Monday Reading List: Giftedness Among English Language Learners and Surprises from the DeVos Regime

Sarah Sparks and Alex Harwin of Education Week look at the representation of English language learners in gifted classrooms:

Gifted education generally includes the 3 percent to 5 percent highest-scoring students on academic tests, as well as those who show significant leadership, creativity, or strengths in particular subjects. But programs vary significantly from state to state ... Some studies suggest that children who grow up bilingual have greater cognitive flexibility and problem-solving skills than monolingual children, but English-learners in the United States often don't get a chance to show their skills. Nationwide in 2014, within schools that have gifted programs, English-learners were underrepresented by more than 5 percent, with gaps between the share of students who are English-learners and the percentage of ELLs in gifted education that were as large as 19 percent in California and 18 percent in Nevada.

As anyone who grew up as speaking a non-dominant language can attest, even educators tend to conflate facility in the dominant language with cognitive ability. A student who speaks a different language at home is just as likely to exhibit signs of academic giftedness, but schools often use identification protocols that overlook English language learners. As the authors of this piece point out, many school districts rely on teachers and parents to nominate students for gifted programs. Guess who tends to excel in that scenario?

In other news, Erica Green of The New York Times examines Betsy DeVos's surprising approach to a new federal education law:

Education Secretary Betsy DeVos, who made a career of promoting local control of education, has signaled a surprisingly hard-line approach to carrying out an expansive new federal education law, issuing critical feedback that has rattled state school chiefs and conservative education experts alike ... After more than a decade of strict federal education standards and standardized testing regimes, the Every Student Succeeds Act was to return latitude to the states to come up with plans to improve student achievement and hold schools accountable for student performance ... But her department’s feedback reflects a tension between ideology and legal responsibility: While she has said she would like to see her office’s role in running the nation’s public schools diminished, she has also said she will uphold the law.

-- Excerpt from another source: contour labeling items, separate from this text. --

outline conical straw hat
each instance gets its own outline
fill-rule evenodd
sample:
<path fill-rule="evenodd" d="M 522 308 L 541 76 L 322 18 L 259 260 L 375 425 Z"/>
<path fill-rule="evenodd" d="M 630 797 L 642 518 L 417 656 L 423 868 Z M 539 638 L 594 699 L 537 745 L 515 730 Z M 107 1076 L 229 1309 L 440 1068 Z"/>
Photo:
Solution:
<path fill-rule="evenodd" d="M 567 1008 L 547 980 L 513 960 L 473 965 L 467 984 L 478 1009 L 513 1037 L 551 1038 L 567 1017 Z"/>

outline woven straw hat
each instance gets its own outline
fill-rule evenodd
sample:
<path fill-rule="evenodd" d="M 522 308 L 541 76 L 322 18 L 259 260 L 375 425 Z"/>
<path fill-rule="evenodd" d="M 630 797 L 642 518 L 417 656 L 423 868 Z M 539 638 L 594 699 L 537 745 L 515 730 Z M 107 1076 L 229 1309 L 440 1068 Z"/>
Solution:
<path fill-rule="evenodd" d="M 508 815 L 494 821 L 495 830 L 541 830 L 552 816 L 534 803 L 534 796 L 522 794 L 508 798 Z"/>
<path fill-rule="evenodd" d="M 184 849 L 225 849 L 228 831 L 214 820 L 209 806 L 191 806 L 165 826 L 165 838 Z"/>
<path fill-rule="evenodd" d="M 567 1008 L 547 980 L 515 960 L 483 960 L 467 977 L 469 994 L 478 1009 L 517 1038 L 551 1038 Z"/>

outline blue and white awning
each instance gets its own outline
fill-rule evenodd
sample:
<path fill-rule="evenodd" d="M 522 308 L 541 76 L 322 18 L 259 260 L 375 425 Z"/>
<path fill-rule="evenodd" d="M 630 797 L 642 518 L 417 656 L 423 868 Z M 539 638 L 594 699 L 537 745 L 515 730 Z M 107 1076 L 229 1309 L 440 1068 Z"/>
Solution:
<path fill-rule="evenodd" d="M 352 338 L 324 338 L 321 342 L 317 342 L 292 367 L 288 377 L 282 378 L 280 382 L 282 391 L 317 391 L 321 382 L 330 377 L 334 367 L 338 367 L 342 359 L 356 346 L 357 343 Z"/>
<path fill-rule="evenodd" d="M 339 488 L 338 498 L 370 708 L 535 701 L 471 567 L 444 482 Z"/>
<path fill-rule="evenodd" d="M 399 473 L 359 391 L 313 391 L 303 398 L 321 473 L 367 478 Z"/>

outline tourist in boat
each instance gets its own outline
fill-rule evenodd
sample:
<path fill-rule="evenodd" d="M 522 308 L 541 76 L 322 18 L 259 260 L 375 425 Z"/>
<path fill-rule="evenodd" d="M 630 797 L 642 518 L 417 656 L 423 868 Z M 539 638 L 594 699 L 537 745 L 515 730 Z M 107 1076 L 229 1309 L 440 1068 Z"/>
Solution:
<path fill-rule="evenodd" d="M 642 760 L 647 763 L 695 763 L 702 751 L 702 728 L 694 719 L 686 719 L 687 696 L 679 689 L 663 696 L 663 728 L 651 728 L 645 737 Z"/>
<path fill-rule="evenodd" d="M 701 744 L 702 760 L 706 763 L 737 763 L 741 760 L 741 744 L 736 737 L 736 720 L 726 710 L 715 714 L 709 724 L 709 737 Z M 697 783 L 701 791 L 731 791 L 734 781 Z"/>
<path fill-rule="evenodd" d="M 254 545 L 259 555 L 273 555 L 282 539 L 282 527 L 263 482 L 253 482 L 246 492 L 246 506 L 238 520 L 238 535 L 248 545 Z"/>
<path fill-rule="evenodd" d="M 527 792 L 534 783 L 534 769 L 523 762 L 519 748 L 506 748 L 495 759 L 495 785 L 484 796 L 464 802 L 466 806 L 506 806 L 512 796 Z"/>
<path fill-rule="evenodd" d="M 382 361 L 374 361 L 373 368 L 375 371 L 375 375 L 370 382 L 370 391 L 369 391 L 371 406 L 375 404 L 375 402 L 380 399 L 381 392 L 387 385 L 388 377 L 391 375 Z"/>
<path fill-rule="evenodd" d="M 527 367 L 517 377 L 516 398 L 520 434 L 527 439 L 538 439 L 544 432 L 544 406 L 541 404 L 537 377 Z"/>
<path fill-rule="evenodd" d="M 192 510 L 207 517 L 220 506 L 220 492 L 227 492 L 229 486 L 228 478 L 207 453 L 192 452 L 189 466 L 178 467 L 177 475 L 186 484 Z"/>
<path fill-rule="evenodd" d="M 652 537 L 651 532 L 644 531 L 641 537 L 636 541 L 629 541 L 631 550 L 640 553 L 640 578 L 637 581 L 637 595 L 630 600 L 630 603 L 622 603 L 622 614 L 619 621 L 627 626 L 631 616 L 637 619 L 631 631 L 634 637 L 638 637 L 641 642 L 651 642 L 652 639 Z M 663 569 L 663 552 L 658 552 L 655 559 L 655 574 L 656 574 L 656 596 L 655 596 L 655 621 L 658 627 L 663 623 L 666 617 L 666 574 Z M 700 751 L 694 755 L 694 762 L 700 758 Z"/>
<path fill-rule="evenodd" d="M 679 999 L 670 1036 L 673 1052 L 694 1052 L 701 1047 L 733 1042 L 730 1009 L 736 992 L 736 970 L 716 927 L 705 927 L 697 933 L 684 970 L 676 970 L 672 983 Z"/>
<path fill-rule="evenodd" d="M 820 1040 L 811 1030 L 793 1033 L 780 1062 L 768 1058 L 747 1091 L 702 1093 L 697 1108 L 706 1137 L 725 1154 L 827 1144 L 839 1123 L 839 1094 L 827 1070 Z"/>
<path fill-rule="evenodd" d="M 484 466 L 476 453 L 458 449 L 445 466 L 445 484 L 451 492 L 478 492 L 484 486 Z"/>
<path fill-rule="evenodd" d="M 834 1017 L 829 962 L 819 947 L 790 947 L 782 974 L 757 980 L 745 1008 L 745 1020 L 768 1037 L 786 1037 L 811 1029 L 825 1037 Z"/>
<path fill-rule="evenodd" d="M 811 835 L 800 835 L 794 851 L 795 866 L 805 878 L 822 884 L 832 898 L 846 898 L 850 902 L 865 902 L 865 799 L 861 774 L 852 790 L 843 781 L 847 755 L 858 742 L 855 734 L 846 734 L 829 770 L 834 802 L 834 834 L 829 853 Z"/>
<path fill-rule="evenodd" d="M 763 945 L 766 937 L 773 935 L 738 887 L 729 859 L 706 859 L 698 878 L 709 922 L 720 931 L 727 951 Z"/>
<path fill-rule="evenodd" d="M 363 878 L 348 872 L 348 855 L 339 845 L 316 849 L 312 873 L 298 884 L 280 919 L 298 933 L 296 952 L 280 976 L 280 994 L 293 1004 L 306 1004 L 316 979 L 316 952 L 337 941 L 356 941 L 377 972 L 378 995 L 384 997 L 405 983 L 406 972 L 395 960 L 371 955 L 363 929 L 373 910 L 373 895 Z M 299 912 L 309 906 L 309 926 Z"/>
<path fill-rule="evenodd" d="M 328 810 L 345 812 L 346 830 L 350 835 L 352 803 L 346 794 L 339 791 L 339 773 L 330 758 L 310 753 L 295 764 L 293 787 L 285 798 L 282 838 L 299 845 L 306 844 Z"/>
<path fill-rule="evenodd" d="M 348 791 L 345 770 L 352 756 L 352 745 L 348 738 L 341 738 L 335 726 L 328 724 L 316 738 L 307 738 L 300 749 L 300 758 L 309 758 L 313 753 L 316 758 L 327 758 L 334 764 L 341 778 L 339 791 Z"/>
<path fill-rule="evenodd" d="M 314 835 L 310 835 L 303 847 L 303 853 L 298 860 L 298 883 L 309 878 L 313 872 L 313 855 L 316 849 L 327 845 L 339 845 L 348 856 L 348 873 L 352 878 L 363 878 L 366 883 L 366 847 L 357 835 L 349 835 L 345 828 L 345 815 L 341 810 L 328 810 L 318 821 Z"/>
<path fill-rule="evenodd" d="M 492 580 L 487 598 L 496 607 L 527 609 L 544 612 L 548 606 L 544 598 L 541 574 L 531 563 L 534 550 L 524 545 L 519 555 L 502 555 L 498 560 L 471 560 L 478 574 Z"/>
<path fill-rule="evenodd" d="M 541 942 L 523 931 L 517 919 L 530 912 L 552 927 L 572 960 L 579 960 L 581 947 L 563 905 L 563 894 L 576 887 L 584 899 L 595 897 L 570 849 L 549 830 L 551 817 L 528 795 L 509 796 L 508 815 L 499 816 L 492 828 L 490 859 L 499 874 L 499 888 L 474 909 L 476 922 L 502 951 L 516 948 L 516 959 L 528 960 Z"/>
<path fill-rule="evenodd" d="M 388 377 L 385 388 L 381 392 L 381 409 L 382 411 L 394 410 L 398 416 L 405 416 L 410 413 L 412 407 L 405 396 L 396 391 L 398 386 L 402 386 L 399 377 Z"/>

For fans of bloodsport among education policy wonks, there are some great nuggets in this piece. For just about everyone else, this story seems like further evidence that the DeVos regime is putting its political capital into loosening higher education regulations, and staying away from rocking the boat too hard on K-12. While DeVos's rhetoric represents a sharp departure from that of her predecessors - particularly on Civil Rights - when it comes to accountability and choice, her policy regime has been almost indistinguishable from that of the prior administration. So far.

One place where DeVos's policy aspirations differ from that of the Obama administration is on school voucher programs. While most research on vouchers has unearthed lackluster student outcomes, Matt Barnum is in The Atlantic looking at a new study from Louisiana:

Past research on Louisiana’s school-voucher program came to a bleak conclusion: Students who used the program to transfer to a private school saw their test scores plummet. A new study complicates that narrative, finding some good—or at least, less bad—news about the closely watched program. The research shows that, for students who received a voucher at the middle or end of elementary school, there were no statistically significant effects on their math or reading test scores by the third year in the program. That’s a boon for voucher advocates who have argued against judging a program by its initial impacts.

To be honest, I find the headline here to be misleading, which is no fault of the author. The results of this study don't demonstrate that students perform better in voucher programs than in other schools, it merely demonstrates that children perform somewhat better in voucher programs than we previously thought.

If you were an investor, and you moved your money into a different asset class, and three years later your broker called you and was like, "Sorry dude, all of your money is gone," you'd be pissed.

But then, let's say she calls you back later and is like, "Just kidding, I didn't lose all of your money, but there has been literally no return on your investment." You'd be less pissed, but it would be hard to argue that she made a smart investment decision on your behalf.

(And remember: in this tortured metaphor, the three years in question represent the earliest years of primary education, which experts agree are the most critical years for learning how to read. The "wait and see" approach just doesn't hold.) 

Finally today, Natalie Gross of The Hechinger Report looks at the proliferation of alternative high school programs:

Alternative schools can vary widely, and some have been criticized for warehousing difficult cases and using harsh discipline. But a subset of alternative schools has long embraced more progressive models of education. More high schools, and some entire states, are borrowing ideas that “last-chance” schools like [the Boston Day and Evening Academy] have been using for decades — practices such as competency-based education, attention to students’ social and emotional well-being and a “restorative justice” approach to school discipline.

I've seen stunningly bad alternative high schools that left me wanting to cry, and I also have seen amazing alternative placement programs that challenge our assumptions about the capabilities of youth who have gone "off track." The school in this piece sounds like an example of the latter, so it is worth understanding what the educators there are doing. Have a great week!